Comment 7 John L. Poole 2019-03-15 18:13:01 UTC
In the earlier bug, Bug # 679826, I modified the app-emulation/xen package with debugging code in an attempt to isolate the event where the system hangs.  My attempts cause me to conclude that the function setup_local_APIC(void)" [lines 524-726] completes it's task and the the hanging it occurring at a higher level.  Unfortunately, my inexperience with C leaves me clueless as to where this might be happening.  I tried wrapping around all calls to "setup_local_APIC", but there may be a callback or hook at play from some macro.  

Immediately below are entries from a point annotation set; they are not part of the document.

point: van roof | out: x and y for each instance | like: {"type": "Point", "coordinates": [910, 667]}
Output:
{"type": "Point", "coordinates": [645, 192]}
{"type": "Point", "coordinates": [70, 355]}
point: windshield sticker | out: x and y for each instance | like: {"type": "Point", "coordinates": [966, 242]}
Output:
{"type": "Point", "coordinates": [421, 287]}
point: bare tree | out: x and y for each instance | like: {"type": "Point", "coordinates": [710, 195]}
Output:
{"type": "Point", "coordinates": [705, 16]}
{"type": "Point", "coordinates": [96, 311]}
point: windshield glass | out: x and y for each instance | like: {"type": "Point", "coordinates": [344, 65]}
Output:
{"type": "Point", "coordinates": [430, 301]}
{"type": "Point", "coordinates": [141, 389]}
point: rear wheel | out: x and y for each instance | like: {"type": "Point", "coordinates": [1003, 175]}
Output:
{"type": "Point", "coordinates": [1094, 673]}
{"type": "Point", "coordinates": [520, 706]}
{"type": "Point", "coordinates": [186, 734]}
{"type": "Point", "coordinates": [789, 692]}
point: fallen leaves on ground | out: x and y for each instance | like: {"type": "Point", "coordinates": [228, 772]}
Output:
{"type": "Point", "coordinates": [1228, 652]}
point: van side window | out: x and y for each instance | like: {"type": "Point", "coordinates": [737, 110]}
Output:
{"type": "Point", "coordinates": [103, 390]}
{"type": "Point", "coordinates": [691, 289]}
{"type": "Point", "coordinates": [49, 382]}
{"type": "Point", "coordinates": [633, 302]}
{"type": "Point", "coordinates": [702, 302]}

Here is a link to the patch I used: https://bugs.gentoo.org/attachment.cgi?id=568924

Here is a sample of my debug statements: https://bugs.gentoo.org/679826#c11 

I'm prepared to create a debug patch for this version if desired.  What I really would need is suggestions of where to insert "print" statements outside of the apic.c file.
Comment 8 John L. Poole 2019-03-15 20:17:55 UTC
Posted "Bug" to xen-devel mailing list.
https://lists.xenproject.org/archives/html/xen-devel/2019-03/msg01268.html
Comment 9 Jeroen Roovers (RETIRED) gentoo-dev 2019-03-15 20:30:58 UTC
(In reply to John L. Poole from comment #0)
> This bug parallels Bug# 679826 which exhibits the same problems booting up

"the same problems"

*** This bug has been marked as a duplicate of bug 679826 ***
Comment 10 John L. Poole 2019-03-18 16:28:14 UTC
Created attachment 569606 [details]
HTML in 3 columns displaying logs

It is helpful for me to be able to compare and contrast the boot logs of:
1) regular Gentoo kernel 
2) grub2 launch of Xen kernel
3) EFI console launch of Xen kernel.

So I created an HTML page that displays all three in 3 scrollable columns.  The purpose of this is to see if the log entries of the successful Gentoo boot reveal something ommitted form the Xen kernel.  This is the first round and I wanted to post this so if anyone thinks this helpful and has suggestions I can incorporate same sooner rather than later.  My next step is to map the output to various functions while reviewing the kernel configurations and log files of the emerge app-emulation/xen.